Kostüme

Viele tapfere Schneiderlein sorgen dafür, dass die Darsteller nicht unbekleidet auf der Bühne stehen. Zu jedem Stück wird zunächst recherchiert, wie die Menschen in den verschiedenen Epochen gekleidet waren, welche Stoffe verwendet wurden und welche Farben en vogue waren. Das Internet, Filme aus der Zeit, Zeichnungen und Bücher dienen als Basis für die Kostümentwürfe des Komitees. Auf Flohmärkten, im Internet oder auf den Dachböden von Großeltern finden sich auch oft wunderbare Einzelstücke. Bei den Stücken "Dracula" und "Eine Geschichte aus zwei Städten" hatte das FME sogar tatkräftige Unterstützung von der Modeschule Münster, deren Studenten atemberaubende Kleidungsstücke zauberten. In diesem Jahr wurde die Komiteeleitung dann schließlich von einem Absolventen der Modeschule übernommen, der das Team mit seiner Kreativität und seinem handwerklichen Geschick seither bereichert. Mittlerweile verfügt das FME über einen beachtlichen Fundus von insgesamt ca. 2000 Kostümteilen.

Matthias Betke

Matthias wurde im Januar des Jahres 1990 in Hamm geboren, ist dort aufgewachsen, zur Schule gegangen und wohnt immernoch dort. Eine Verbindung zu Münster fand er mit dem Beginn seines Studiums an der hier ansäßigen Schule für Modemacher. Im Januar 2014 beendete er das Studium erfolgreich als Produktmanager für Modedesign und Bekleidung.

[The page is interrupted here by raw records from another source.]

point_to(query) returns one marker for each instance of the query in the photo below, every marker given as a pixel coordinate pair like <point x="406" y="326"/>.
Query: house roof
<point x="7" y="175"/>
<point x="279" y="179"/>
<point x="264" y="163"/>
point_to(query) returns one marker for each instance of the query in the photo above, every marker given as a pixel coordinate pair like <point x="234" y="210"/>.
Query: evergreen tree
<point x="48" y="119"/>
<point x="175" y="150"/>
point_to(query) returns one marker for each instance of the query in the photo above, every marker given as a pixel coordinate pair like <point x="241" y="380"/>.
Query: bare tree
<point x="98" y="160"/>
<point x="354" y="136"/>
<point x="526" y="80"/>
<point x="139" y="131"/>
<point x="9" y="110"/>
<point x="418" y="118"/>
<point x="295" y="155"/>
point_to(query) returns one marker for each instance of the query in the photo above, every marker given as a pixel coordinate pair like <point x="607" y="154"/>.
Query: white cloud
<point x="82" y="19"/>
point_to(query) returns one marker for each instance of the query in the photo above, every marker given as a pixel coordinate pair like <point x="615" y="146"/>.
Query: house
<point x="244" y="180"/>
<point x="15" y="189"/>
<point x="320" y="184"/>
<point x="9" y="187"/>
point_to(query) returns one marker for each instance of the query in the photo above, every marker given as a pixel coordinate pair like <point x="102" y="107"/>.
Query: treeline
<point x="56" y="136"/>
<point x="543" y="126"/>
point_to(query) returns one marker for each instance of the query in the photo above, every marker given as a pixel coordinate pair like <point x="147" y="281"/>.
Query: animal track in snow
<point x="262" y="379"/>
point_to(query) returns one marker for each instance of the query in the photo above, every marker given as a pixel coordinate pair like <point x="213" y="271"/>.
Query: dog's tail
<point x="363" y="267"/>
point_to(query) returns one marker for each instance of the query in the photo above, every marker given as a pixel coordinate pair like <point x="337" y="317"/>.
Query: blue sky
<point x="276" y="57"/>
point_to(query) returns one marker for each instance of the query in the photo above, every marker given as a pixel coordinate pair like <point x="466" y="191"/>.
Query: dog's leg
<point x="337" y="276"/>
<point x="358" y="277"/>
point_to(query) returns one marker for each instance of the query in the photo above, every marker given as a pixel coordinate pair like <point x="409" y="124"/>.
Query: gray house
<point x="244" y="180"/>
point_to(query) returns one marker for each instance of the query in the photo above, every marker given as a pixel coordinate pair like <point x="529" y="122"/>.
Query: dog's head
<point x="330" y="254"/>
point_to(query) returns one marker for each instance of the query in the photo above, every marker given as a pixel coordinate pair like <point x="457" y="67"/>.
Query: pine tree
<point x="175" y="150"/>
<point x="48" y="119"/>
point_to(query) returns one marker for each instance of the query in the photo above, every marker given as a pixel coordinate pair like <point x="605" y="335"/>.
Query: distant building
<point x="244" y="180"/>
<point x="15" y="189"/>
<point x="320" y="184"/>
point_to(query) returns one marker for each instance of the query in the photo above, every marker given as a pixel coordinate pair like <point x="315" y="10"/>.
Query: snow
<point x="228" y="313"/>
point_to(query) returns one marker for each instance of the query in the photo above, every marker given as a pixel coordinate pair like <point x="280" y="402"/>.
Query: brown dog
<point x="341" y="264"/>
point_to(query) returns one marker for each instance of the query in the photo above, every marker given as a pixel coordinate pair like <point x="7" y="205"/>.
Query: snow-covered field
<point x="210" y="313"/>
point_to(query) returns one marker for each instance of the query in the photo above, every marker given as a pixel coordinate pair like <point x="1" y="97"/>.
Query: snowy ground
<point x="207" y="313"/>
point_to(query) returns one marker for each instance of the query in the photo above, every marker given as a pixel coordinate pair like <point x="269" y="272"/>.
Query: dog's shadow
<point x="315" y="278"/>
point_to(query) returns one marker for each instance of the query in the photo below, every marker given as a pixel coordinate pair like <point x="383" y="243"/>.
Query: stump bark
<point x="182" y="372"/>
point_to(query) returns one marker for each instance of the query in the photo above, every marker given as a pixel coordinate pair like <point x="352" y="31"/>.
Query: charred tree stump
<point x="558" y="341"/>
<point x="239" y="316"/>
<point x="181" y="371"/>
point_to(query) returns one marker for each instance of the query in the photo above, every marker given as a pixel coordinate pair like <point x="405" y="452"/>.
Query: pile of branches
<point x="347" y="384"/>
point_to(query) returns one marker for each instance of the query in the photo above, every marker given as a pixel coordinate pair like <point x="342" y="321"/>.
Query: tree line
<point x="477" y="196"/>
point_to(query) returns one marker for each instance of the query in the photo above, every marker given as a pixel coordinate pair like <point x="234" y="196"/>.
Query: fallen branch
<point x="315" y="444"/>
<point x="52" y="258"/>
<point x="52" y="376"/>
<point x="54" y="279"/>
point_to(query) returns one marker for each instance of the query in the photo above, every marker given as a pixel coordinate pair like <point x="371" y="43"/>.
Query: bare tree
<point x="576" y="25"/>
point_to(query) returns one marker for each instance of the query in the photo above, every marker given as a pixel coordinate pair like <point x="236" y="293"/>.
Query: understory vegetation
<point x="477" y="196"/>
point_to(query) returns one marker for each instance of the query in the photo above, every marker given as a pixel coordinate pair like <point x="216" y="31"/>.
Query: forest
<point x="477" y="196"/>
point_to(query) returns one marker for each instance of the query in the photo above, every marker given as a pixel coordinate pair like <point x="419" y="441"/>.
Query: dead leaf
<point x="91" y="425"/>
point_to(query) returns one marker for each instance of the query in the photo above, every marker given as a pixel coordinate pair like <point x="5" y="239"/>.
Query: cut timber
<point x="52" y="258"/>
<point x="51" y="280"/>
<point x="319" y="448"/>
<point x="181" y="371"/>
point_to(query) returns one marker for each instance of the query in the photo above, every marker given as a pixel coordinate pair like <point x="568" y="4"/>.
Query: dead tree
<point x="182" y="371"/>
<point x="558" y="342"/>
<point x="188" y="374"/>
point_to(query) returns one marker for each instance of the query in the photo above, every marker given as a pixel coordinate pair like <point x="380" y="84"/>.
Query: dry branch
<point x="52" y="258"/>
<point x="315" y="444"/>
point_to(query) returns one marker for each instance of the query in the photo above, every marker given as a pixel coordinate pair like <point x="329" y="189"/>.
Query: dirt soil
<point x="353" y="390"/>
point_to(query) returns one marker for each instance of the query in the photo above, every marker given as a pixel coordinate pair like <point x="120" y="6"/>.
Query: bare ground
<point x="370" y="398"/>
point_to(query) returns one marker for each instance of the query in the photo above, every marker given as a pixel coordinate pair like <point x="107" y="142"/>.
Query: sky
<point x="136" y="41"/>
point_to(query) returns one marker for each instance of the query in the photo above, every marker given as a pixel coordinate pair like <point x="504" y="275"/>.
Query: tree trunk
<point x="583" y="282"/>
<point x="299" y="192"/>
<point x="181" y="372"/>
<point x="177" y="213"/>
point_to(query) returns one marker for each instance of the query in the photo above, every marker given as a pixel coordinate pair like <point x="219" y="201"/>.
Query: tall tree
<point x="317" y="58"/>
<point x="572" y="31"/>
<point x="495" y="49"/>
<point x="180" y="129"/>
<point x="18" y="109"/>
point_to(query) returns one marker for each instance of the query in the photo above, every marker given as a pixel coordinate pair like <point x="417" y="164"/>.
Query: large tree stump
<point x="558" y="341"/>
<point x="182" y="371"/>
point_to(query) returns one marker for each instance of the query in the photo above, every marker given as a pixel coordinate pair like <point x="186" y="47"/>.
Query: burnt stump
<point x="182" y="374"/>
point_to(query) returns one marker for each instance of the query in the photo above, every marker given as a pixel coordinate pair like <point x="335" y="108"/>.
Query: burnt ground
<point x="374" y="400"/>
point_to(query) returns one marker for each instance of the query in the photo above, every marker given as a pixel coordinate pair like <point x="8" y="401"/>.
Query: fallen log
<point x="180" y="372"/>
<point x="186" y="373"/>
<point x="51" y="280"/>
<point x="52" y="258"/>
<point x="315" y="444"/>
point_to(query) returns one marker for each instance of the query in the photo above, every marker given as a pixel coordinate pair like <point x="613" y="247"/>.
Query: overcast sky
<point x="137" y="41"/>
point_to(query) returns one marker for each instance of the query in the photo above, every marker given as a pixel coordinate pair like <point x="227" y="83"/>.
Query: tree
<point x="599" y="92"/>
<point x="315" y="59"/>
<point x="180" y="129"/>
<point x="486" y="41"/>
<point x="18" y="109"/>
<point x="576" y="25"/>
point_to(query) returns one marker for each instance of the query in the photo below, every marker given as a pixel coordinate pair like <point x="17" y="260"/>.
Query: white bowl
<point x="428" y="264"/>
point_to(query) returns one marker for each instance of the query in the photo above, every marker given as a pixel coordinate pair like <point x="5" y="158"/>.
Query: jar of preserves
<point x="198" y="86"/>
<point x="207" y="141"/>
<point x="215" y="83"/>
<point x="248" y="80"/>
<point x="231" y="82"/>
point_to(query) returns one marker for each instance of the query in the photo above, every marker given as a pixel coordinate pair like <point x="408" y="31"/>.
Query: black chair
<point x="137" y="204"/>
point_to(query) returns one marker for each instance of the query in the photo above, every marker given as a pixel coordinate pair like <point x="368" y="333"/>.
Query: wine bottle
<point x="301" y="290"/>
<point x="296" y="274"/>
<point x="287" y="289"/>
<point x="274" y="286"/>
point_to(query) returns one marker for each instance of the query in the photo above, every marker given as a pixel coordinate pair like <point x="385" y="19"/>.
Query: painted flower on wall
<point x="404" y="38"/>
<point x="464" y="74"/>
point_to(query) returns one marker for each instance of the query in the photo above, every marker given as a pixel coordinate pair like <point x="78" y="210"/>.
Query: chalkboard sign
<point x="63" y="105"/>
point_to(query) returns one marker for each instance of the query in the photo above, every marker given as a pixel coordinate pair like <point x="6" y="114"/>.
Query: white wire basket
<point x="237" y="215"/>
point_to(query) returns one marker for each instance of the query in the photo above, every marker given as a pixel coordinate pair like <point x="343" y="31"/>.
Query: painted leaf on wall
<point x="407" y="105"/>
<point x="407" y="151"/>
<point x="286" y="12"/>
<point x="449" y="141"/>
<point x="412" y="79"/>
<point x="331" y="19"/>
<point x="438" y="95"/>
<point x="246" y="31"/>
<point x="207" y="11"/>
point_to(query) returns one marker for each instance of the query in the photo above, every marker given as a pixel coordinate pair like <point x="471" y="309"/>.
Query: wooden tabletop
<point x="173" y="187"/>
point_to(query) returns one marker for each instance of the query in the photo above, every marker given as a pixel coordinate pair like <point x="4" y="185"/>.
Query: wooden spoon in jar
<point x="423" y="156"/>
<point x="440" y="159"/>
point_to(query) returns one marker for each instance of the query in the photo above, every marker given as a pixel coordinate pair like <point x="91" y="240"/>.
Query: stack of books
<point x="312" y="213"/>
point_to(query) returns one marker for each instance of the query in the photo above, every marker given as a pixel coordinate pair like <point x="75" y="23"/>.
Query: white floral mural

Schon früh zeigte sich in Matthias eine nahezu grenzenlose Kreativität, die besonderen Ausdruck in einem Hang zu Modepuppen und Kostümfilmen fand. Erste praktische Erfahrungen sammelte er mit seinem Großvater und seiner Mutter, beide tätig in der Bekleidungsbranche, schon mit sechs Jahren an einer Industrienähmaschine. Während der Oberstufe spielte er leidenschaftlich gern Theater, wodurch so manche Note im Abitur etwas litt. Neben dem Drehbuch und der Regie war er auch hier für die Kostüme verantwortlich.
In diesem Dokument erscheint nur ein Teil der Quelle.